Dans les jours suivants, arrivent une compagnie du génie,
des éléments motorisés du 49ème bataillon d´Infanterie,
des blindés du 7ème régiment de chasseurs d´Afrique,
une compagnie de transmissions ( 816ème )
et un hôpital de campagne ( 425ème ).
Elles ne s´installeront au quartier Napoléon, ancienne caserne “Régiment
Général Göring” qu´à partir du 18 août 1945, car seuls 20% des bâtiments du quartier sont encore utilisables.
Entre juillet 1945 et mai 1947 sont enregistrés vingt arrivées de régiments, compagnies ou détachements,
quatorze départs, quatre relèves, deux dissolutions, celles des 151ème et 101ème régiments du génie, enfin une constitution, celle du premier régiment du génie.

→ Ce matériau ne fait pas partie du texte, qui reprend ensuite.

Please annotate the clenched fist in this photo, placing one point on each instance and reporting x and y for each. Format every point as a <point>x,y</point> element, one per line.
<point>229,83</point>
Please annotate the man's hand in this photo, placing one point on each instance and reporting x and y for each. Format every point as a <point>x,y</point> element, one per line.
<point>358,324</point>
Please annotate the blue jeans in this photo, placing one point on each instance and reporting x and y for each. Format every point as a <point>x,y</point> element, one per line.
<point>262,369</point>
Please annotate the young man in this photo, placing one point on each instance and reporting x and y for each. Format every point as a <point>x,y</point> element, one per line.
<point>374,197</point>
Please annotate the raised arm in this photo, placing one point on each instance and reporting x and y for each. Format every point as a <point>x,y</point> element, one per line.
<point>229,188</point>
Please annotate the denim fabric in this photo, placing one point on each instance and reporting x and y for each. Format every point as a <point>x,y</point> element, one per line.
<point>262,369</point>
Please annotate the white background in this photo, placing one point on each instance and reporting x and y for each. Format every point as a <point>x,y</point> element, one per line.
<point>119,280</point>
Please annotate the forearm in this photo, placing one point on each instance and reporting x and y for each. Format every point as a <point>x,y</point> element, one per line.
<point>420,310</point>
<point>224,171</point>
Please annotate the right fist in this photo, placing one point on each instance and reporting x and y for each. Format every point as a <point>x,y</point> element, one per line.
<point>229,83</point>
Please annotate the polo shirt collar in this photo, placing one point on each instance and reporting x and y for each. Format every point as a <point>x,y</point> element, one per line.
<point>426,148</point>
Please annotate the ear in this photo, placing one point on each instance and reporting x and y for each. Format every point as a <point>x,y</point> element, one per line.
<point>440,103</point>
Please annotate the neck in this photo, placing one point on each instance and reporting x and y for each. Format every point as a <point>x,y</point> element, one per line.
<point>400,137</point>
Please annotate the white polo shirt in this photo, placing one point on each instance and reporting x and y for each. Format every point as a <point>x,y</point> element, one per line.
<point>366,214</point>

LE GMFB et le CSFB ( Commandement du Secteur Français de Berlin ):
Afin de coordonner leurs activités de contrôle de l’Allemagne vaincue, les gouvernements des puissances alliés mettent en place diverses structures par les accords de Londres du 30 novembre 1944. La France n’y
adhère que le 1er mai 1945.
Un premier organisme allié a autorité sur l’ensemble des zones occupées. Il regroupe « les quatre commandants en chef agissant ensemble en corps constitué » et est dénommé
conseil de contrôle, assisté d’un « Comité de coordination » et de dix « Directoires » (jouant le rôle de ministères). Tout le personnel français de ces différents organismes y participant est
appelé dès 1945 Groupement des Forces Françaises du Conseil de Contrôle puis Groupe Français du Conseil de Contrôle et Administration du Grand Berlin (GFCC).

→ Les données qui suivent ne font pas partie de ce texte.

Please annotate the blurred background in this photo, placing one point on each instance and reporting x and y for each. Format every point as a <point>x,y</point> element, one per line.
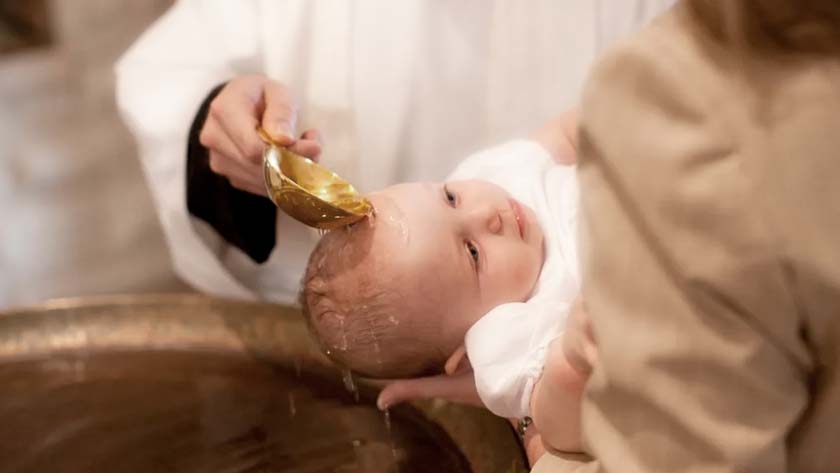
<point>76,217</point>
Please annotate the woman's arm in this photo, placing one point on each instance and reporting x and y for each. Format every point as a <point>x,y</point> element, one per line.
<point>559,137</point>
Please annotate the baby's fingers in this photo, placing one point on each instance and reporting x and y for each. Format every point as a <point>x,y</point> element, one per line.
<point>460,388</point>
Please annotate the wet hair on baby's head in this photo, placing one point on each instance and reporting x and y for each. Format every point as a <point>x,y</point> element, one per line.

La ville elle-même était dirigée par une Kommandantur
interalliée et divisée en quatre secteurs dont chacun était confié à un des Alliés.
Le secteur français couvrait les deux districts de Reinickendorf et Wedding (initialement prévus dans le secteur britannique) et était
administré par le « Gouvernement Militaire français de Berlin) GMFB.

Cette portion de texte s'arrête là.